Valoración: 0.5/5 cuchillos

¿A quién da de comer un restaurante de hotel? La respuesta obvia es que a sus huéspedes. Los restaurantes de hotel no suelen gozar de buena fama y, por lo general, los comensales locales no se arremolinan a la entrada rogando por una mesa para cenar. La cosa cambia un poco si el restaurante va firmado por un cocinero famoso, que presta o, más bien, alquila su nombre a la cadena de turno. En la mayoría de casos, la fórmula elegida por un chef de renombre a la hora de asociarse con un hotel es la asesoría. El chef diseña el concepto, la carta, entrena al personal y se pasa de tanto en tanto a ver cómo va la cosa. Pero no se ocupa del día a día, ni mucho menos está ahí para supervisar los mil y un detalles que surgen durante el servicio. Los clientes –tanto huéspedes como visitantes– se acercan atraídos por la estela de su nombre, pero saben –o deberían saber— que una cosa es el restaurante principal del chef y otra las sucursales. Salvo casos contados, estos restaurantes tampoco suelen ser gran cosa; mejores que el promedio sí, pero para nada excepcionales.

En Maras, ubicado en el Hotel Westin de San Isidro, la cosa se complica un poco más. Rafael Piqueras, el chef que comanda la cocina, no cuenta con otro local, así que, pese a los esfuerzos del hotel por arrinconar al restaurante, uno debe entender que esta es su casa principal. Eso, claro, hasta que uno se sienta a la mesa y los platos empiezan a llegar, porque entonces no tiene más remedio que preguntarse si en realidad Rafael Piqueras se encuentra al mando de esa cocina o brinda una mera –y vaga– asesoría.
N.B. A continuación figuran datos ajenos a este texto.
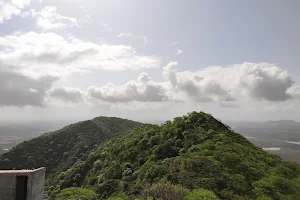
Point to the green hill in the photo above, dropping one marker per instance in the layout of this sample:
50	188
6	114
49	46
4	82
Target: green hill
192	157
59	150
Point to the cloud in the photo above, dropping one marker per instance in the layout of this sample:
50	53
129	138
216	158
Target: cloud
19	90
48	18
196	87
294	91
36	54
104	27
174	43
8	8
142	90
144	39
226	85
69	95
179	51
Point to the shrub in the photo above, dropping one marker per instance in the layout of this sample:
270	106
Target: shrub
201	194
76	194
166	191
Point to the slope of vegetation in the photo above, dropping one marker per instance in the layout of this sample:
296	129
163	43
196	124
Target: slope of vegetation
192	157
59	150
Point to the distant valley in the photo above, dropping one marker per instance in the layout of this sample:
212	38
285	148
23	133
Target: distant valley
278	137
13	133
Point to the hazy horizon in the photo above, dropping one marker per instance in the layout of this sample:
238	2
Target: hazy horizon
76	60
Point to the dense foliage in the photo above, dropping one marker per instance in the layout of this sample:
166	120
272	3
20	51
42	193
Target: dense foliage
76	194
191	157
59	150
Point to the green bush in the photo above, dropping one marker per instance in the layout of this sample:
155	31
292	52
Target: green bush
76	194
201	194
166	191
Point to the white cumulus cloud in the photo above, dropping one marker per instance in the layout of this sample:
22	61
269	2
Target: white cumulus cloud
222	84
143	90
69	95
179	51
36	54
48	18
8	8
Piqueras es cualquier cosa menos un advenedizo. Un cocinero experimentado, que, luego de estudiar y trabajar en Italia, pasó por algunas de las mejores cocinas de España: El Celler de Can Roca y elBulli. Con Maras ganó en el 2012 el premio Summum a Mejor Nuevo Restaurante y en el 2013, Mejor Restaurante de Hotel. Esto último puede no significar gran cosa, pero de todas formas las expectativas que levanta un chef de su prestigio no son pocas. Lastimosamente, con el menú degustación de Maras, Piqueras se ocupa de echarlas por tierra una a una. De principio a fin.

SU PASEO POR EL PERÚ comienza con un Escribano de calamares con leche de tigre de palta. En realidad un trocito de causa pasado de limón y sal coronado con unas tiras de calamares y una línea de palta insulsa pintada en el plato. A continuación, un Tiradito de pesca del día –que ni siquiera los camareros son capaces de identificar– salpicado de cuadraditos de rocoto, rodeado de tiras de papa pituca frita y una ensalada de chonta con cancha serrana molida. Sobre el pescado reposa un sorbete de pitahaya, tan perdido en el plato como el resto de componentes. Uno imaginaría que la leche de tigre que el camarero sirve en la mesa obraría su magia para conseguir que todo cobre sentido, pero está tan salada y ácida que no hace más que añadir perplejidad a este sinsentido. En esa misma estela siguen unas conchas en emulsión de rocoto, salpicadas de tiras de alga nori [la misma que utilizan los sushi bar para los makis] junto a unos cuantos granos –hervidos y tostados– de quinua y una solitaria perla de cushuro, sin que uno logre entender qué hacen juntos en el plato.

Piqueras –explica el camarero– ha estado viajando a la Amazonía en busca de productos, de ahí la chonta, la pitahaya y la papa pituca. Bien podría haberse ahorrado el viaje llamando a un proveedor o acercándose al mercado de Surquillo, donde se encuentran todos con facilidad, para así dedicar algo de tiempo a reflexionar sobre qué hacer con ellos en lugar de amontonarlos sin más. Los platos fríos terminan con un Sashimi criollo: una pieza de atún con una salsa de shoyu y limón, una croqueta de arroz crocante, emulsión y helado de palta, que no combinan unos con otros y no desentonarían en la caja bento de cualquier sushi bar barato.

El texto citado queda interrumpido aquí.